Note: The following versions of the input editor were used: ArcView interface v2.3 and ArcView v3.2k.

5.1 Using the ArcView interface to generate the cell and reach input files

The ArcView interface is a helpful tool when creating the two input files for cell and reach data. It also contains links to tools such as VBFlownet, GEM, Input editor, AnnAGNPS and the output processor.

For a step-wise description of how the interface is used, see Appendix 10.2 Step by step usage of the ArcView interface is illustrated on page 46.

The sub-catchments of the Morsa watershed are calculated with the interface. These sub-catchments are overlaid on the soil and land-use GIS covers, and the dominating type of soil/field is calculated for each sub-catchment.
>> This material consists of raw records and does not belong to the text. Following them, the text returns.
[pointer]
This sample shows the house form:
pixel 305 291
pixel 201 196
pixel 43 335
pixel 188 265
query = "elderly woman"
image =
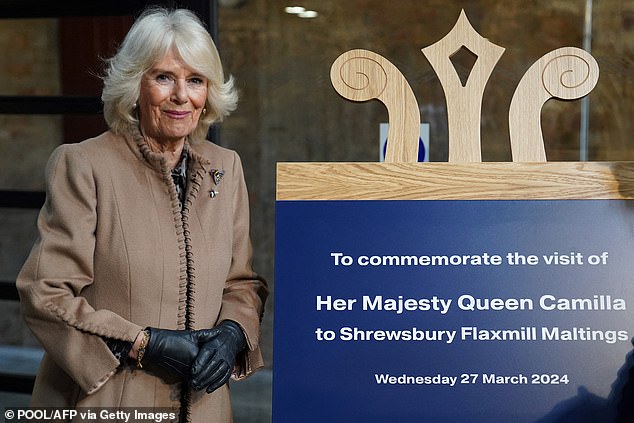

Figure 5.1-1. The subwatersheds with fields (left) and soils (right) intersected. In the middle the streamgrid between the cells is shown.

The middle picture of Figure 5.1-1 is a product of a program called VBFlownet that is supplied with the AGNPS package, it provides visual output of the parameters that are created with the ArcView interface. This can all be done within ArcView, but VBFlownet offers functions especially dedicated to this task. For instance, it is possible to click on a sub-catchment in order to see the streams within each cell. This is illustrated in Figure 5.1-2.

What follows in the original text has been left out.